Nell’ottica di diffondere e promuovere le sue attività, l’Accademia The Sign è stata munifica a Lucca di brochure e depliant illustrativi, che in realtà non sono tali ma veri fascicoli anche piuttosto corposi. Se TheSign offre semplicemente una panoramica scritta dei corsi, già con Dipartimento Game è un breve fumetto a introdurre i programmi e le varie specializzazioni. Ad opera di Brian Freschi e Benedetta Baccari, la storia verte su un gruppo di ideatori di giochi dalle personalità molto distanti che un guasto all’ascensore farà finalmente collaborare tra di loro. Simpatico, ma è paradossale che per promuovere una materia prettamente digitale la resa grafica sia carente, fortemente pixellata.
My Body Shines è invece un’antologia delle prove degli studenti, che accanto a illustrazioni e grafiche presentano anche dei fumetti. Si inserisce in un progetto di più ampio respiro, una rivista annuale che serve da portfolio per i partecipanti e che tratta un tema specifico a ogni uscita: quest’anno è la volta della body positivity e dell’accettazione di sé.
Grafiche e illustrazioni che si alternano ai fumetti sono opera di Ilaria Bruno, Pauline Joyce Banduan, Irene Garuglieri, Alice Bergonzini, Giovanna Candelieri, Agostino Mollo, Valeria Moscati, Matteo Lisi, Chiara Mezzacapo, Alberto Milotti, Morgana Contorni, Alessandra Chierici, Melissa Liggeri, Silvia Giacomelli, Erica Ferroni, Lorenzo Lo Porto, Alessia Barbato, Ilaria Testi, Massimo Giugni e Rica Valete.

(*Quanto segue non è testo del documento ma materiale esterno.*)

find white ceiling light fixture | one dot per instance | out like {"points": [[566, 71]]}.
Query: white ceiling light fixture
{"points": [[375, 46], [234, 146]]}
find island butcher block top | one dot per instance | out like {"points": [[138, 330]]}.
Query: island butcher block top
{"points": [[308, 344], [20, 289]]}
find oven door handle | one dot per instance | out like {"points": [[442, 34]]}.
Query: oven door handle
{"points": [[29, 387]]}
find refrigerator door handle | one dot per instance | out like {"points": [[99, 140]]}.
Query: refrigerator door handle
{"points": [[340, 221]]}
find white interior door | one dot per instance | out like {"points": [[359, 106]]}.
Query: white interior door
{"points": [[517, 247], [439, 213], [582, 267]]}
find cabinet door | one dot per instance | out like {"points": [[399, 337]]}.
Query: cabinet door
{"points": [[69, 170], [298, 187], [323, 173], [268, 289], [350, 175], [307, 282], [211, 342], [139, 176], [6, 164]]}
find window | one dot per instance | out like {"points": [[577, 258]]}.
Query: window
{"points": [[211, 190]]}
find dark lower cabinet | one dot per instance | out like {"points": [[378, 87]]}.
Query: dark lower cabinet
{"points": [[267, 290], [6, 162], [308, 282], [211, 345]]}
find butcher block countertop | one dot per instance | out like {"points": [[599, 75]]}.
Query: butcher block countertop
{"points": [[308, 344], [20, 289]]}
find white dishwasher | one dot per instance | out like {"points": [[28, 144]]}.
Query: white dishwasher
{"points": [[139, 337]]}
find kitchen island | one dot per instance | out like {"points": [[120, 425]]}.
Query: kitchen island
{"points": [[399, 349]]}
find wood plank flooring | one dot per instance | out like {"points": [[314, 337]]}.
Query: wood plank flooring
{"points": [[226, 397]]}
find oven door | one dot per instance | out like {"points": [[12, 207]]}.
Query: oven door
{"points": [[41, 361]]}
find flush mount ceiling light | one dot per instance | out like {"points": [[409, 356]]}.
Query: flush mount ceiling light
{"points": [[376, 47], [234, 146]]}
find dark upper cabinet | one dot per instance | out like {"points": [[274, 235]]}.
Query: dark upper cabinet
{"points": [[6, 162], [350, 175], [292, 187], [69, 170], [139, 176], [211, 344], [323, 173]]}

I fumetti sono sviluppati nella dimensione obbligata di quattro tavole. Considerati la brevità e il tema, è stato inevitabile che molti degli autori abbiano ceduto alla tentazione del racconto illustrato. A Sara Culli succede con Lobi, che pure parte da un buon soggetto. Stesso discorso anche per Figlie dell’Estate di Sara Citti, che almeno ha una deriva surreale. Cara Anoressia e SG sono semplicemente dei resoconti delle esperienze dei rispettivi autori Blu Pieraccioli e Filippo Perelli coi disturbi alimentari e la celiachia.
Mia di Giada Ionà avrebbe necessitato forse di essere sviluppata di più e purtroppo i disegni (oltretutto riprodotti male) non mi sembrano al livello di quelli degli altri autori. Anche Alessandra Muto ha un segno ancora molto acerbo e anche lei è stata penalizzata dalla stampa: la sua storia Chi si fa i cazzi suoi campa cent’anni dimostra comunque un certo coraggio nel raccontare una storia calata in un contesto quotidiano.
D’altra parte qualcuno mette in campo una certa originalità: pur nel vittimismo di Yo-yo Veronica Satta imbastisce una sequenza abbastanza coinvolgente che si conclude in maniera gradevolmente onirica. Gaia Papotti si inventa una bella situazione di partenza in Perché non vuoi essere come noi? ma purtroppo la conclude abbandonandosi al moralismo. Eterna Bellezza di Antonio Di Vita e Ivan Lorenzini potrebbe essere l’incipit di un fumetto molto interessante (ma Lorenzini deve ancora prendere maggiore confidenza con l’anatomia).
Tra le prove più riuscite per me si colloca It’s a Match di Alberto Cappelli e Diego Picchianti visto che stempera con umorismo la tensione di come apparire al primo appuntamento. Ma i risultati nettamente migliori sono quelli delle due storie mute di Giacomo Roverani, proprio perché non avendo il supporto del testo devono obbligatoriamente raccontare una storia senza perdesi in voli pindarici. La prima, Geometro (titolo ben mimetizzato nello sfondo della prima vignetta), è anche un’ottima prova grafica mentre la seconda, WWW.Kara.XXX (scritta da Cris Manera), è molto godibile pur essendo più canonica.